AI Tokenmaxxing: Companies Reward Heavy AI Use – NYT Report
An OpenAI engineer consumed 210 billion tokens – the equivalent of 33 complete copies of Wikipedia – in a single week, according to a report by The New York Times’ Kevin Roose. The revelation highlights a growing trend within tech companies, including Meta and Shopify, of evaluating employees based on their artificial intelligence usage, measured by the number of tokens processed.
Internal leaderboards are now tracking token consumption at these firms, with managers reportedly “rewarding workers who make heavy use of A.I. Tools and chastening those who don’t,” Roose wrote in a column published March 20, 2026. The practice has sparked comparisons to evaluating painters by the amount of paint used, or soldiers by the number of bullets fired, though Roose suggests a more apt analogy is NBA mascots judged by the volume of t-shirts launched from cannons – albeit expensive, Hermès-branded t-shirts.
The surge in token usage is linked to the increasing popularity of “claws,” or agentic AI platforms like OpenClaw. OpenClaw’s emergence this year prompted a shift in preference among some AI developers away from OpenAI’s GPT models and toward Anthropic’s Claude, leading OpenAI to acquire OpenClaw’s creator in an apparent effort to regain market dominance.

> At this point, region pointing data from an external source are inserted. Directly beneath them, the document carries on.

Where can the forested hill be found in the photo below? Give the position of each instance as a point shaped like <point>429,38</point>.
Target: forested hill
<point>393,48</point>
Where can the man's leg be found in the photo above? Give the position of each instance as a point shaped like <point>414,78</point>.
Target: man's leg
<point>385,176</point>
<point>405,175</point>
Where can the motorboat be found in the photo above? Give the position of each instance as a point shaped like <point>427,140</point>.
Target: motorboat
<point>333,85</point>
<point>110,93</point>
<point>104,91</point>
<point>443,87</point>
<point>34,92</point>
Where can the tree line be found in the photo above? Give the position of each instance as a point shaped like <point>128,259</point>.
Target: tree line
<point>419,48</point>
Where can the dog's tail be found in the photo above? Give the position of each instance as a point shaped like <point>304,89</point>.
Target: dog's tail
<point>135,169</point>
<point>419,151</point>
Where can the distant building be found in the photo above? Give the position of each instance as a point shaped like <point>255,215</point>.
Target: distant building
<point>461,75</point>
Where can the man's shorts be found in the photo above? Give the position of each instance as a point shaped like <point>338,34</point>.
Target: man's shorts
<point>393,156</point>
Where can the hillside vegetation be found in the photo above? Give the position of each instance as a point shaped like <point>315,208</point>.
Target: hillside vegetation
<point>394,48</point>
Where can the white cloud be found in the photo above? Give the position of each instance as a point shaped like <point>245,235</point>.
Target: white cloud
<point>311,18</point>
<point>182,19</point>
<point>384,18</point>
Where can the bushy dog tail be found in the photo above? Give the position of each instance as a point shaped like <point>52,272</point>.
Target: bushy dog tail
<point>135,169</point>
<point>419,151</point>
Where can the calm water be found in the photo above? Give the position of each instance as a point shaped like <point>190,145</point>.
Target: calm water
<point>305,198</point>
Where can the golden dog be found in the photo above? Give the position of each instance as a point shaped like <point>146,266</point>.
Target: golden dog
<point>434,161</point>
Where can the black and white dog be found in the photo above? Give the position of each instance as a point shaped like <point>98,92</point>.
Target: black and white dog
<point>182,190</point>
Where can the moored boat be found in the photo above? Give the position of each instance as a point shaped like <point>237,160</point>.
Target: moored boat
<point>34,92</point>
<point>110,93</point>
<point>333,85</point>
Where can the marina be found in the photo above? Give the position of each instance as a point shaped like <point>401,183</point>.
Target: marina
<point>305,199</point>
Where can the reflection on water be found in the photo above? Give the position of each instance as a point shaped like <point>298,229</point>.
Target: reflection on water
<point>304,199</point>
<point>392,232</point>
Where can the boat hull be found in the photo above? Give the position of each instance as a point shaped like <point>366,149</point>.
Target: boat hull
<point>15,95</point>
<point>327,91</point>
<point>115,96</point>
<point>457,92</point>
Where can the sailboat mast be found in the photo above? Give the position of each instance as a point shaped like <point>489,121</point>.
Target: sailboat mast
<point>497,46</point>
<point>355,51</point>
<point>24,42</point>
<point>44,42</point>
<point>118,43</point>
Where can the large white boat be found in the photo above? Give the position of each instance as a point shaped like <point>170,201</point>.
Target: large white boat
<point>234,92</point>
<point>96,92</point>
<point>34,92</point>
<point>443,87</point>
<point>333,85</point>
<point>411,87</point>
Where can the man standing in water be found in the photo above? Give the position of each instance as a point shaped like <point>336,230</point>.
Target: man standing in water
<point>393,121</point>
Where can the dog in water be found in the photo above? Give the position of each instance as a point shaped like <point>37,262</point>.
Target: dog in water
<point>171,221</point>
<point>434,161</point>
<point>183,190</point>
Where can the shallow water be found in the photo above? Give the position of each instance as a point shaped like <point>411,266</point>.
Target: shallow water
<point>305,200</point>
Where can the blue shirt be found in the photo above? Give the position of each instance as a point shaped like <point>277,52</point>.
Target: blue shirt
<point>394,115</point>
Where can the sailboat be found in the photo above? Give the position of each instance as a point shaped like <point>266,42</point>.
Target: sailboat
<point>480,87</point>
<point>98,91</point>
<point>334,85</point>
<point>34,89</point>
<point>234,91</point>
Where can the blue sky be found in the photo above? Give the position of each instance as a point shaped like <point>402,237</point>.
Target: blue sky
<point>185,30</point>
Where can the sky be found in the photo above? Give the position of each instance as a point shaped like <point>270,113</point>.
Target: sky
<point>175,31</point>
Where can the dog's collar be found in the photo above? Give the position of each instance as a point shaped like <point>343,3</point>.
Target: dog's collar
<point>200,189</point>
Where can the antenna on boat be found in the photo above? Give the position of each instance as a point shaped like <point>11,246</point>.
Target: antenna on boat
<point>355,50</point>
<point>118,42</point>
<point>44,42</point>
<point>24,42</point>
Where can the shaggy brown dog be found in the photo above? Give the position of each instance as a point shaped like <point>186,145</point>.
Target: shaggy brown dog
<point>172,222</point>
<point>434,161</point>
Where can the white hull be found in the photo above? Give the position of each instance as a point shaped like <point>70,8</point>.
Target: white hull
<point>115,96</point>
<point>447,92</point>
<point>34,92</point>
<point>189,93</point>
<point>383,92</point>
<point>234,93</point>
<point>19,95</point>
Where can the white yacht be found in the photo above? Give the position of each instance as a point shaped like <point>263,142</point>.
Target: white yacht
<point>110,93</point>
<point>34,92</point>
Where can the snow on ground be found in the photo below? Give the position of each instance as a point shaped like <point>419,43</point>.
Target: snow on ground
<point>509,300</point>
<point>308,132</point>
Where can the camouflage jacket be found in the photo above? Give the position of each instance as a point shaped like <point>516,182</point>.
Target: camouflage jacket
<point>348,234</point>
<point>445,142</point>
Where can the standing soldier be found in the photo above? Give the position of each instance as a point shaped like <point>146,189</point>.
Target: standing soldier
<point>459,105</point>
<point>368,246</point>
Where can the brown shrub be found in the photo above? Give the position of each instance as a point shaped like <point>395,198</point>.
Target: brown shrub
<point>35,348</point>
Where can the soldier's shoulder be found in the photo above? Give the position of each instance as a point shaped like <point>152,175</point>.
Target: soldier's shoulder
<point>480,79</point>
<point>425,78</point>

The trend extends beyond platforms like OpenClaw. Anthropic’s Claude Code is gaining features that facilitate constant interaction, including channels integrated with messaging apps like Telegram and Discord, allowing users to communicate with the AI directly from their phones. A promotional image for Claude Code channels features a cartoon crustacean, a symbol that has quickly become associated with excessive token consumption.
The focus on token usage isn’t limited to internal metrics. OpenAI President Greg Brockman recently touted that the coding-oriented GPT-5.4 processes 5 trillion tokens per day, generating an annualized revenue run rate of $1 billion. This emphasis on sheer volume, while potentially reassuring to investors, raises questions about the efficiency and value of AI deployment, according to observers.
A Swedish software engineer told Roose that his company spends more on his Claude Code tokens than his entire salary. Neither Anthropic nor OpenAI responded to requests for comment regarding the tokenmaxxing trend, according to the New York Times report.